In unseren Träumen ist immer Sommer
In unseren Träumen ist immer SommerIn unseren Träumen ist immer Sommer von Jenny Colgan ist ein seichten Wohlfühlroman der aber etwas holprig daher kommt. Ich habe einige Bücher der Autorin gelesen und war immer von ihrem Schreibstil und ...
In unseren Träumen ist immer Sommer von Jenny Colgan ist ein seichten Wohlfühlroman der aber etwas holprig daher kommt. Ich habe einige Bücher der Autorin gelesen und war immer von ihrem Schreibstil und den Geschichten begeistert. Doch leider lernte ich hier eine andere Seite der Autorin kennen.
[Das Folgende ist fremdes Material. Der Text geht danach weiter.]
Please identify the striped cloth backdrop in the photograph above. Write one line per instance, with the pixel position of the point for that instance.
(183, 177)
Gertie ist eine schüchterne junge Frau die sich oft ihren Tagträumen hingibt und das stricken liebt. Als sie die Möglichkeit bekommt für zwei ehemalige Bekannte aus der Schule einen Job am Flugplatz zu übernehmen ist Gertie erst etwas hin und her gerissen. Doch sie wagt sich aus ihrer Komfortzone und begibt sich für sie in neue Abenteuer.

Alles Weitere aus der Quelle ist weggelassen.